A young man with a substantial beer gut and a Caterpillar cap emerged from behind a pile of wrecked cars, wiping his hands on his grease-encrusted jeans. “I didn’t do no such thing, Ray-fiq. I thought you come durin’ the weekend and done it yoreself.” A massive rottweiler followed him, eyeing the strangers coldly.

“No matter, is ruined.” Rafiq flung up his hands, then folded his arms across his chest and turned his back.

“Let’s just go take a look at it.” Laurel touched his shoulder gently. “Did you set it up yourself and put it in the crusher?”

“Of course. Was all ready, waiting for noon. I get it ready Friday night but the stars say Monday noon is best for creation. So I go home, drink beer, wait for Monday. Travis never crush on Monday, so I think is okay. And now…”
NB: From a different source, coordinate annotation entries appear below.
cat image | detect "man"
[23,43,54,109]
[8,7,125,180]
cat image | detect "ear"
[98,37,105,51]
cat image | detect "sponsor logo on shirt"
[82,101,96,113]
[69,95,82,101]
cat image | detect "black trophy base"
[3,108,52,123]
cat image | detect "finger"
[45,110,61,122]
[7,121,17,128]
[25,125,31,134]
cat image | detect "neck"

He shrugged and began to walk toward the crusher, a strange-looking, iron, box-shaped affair. They followed him, picking their way around the carcasses of wrecked and rusting cars that littered the oil-soaked junkyard dirt. The harsh smell of burned motor oil mingled with the sickly-sweet scent of corruption.

“That dog of Travis, it kill the rats but do not eat them. They sometimes run under the cars to die. Is why such a stink,” Rafiq explained matter-of-factly.
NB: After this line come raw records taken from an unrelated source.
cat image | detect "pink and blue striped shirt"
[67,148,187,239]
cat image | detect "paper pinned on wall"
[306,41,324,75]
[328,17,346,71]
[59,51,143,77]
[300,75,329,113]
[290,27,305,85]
The crusher was surrounded by hydraulic hoses and huge pistons and seemed to be leaking oil. Rafiq stood in front of it, hands on hips, his face a picture of disgust.
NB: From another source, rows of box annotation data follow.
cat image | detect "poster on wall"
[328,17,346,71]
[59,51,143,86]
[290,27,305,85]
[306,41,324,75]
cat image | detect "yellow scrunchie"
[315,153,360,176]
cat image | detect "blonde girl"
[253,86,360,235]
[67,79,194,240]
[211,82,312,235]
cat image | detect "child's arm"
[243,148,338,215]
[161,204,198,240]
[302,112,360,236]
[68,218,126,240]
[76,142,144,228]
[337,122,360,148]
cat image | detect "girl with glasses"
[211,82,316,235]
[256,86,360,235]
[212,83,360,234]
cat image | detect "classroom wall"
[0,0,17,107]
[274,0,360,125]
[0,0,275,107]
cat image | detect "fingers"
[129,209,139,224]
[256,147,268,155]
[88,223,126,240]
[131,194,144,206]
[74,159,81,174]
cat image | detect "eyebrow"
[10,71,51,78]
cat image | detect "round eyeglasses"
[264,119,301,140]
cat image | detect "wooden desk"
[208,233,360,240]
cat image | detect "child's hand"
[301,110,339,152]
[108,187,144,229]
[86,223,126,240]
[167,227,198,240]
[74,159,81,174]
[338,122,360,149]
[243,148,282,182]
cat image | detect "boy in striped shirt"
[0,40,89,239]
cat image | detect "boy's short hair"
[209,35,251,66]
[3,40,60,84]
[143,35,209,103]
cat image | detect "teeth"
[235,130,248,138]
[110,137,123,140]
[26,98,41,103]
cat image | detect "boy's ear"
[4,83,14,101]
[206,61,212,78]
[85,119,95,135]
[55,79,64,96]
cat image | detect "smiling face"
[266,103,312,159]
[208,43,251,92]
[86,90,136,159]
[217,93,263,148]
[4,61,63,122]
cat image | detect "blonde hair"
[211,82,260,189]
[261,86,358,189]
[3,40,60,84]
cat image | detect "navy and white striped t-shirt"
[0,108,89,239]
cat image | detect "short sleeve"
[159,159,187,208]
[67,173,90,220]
“Rafiq, why don’t you go on and take the piece out of the crusher and let us see it? I know Mum would be interested. And it’s going to look awesome, no matter who pushed the button or when they did it.”

“Okay.” The man’s voice was listless. “But without proper timing, is not art. Is just junk, a dead thing.” He pushed a button at one side of the contraption and with a series of mournful creaks and groans, the compressing walls drew back to reveal a rectangular crumple that was the end result of thousands of pounds of pressure on a metallic blue Pontiac. The planes of shiny blue and silver interspersed with rusty blacks and browns
were
rather attractive, Elizabeth thought, though she couldn’t quite see it sitting in her living room.

“I like that splotch of red down near the bottom.” Elizabeth’s Southern-lady upbringing compelled her to find some positive comment to make. “It…ah…really ties the whole thing together and sets off the…sets off the…”

She was saved from having to complete her sentence for, as they all drew closer to the block of crushed steel and chrome, it became obvious that the dark clots pooled beneath the “sculpture” weren’t just oil and brake fluid. The splotch of red that Elizabeth had admired was a cowboy boot— attached to a twisted black-clad leg that disappeared into the tangle of metal.

CHAPTER 3
BLACK ROSES
(MONDAY, AUGUST 29)

W
HEN THE POLICE HAD FINISHED THEIR QUESTIONS
and dismissed Elizabeth and Laurel, neither was in the mood for lunch. “I don’t want to go back to my studio, Mum.” Laurel paused with her hand on the jeep’s door. “At least not until they find out for sure who that is
— was—
in the car. All morning everyone in the building kept showing up in my studio to talk about The 3 and
Strike on Box
and they all think I know where Boz is. And now— oh, shit— I don’t even want to think about it.”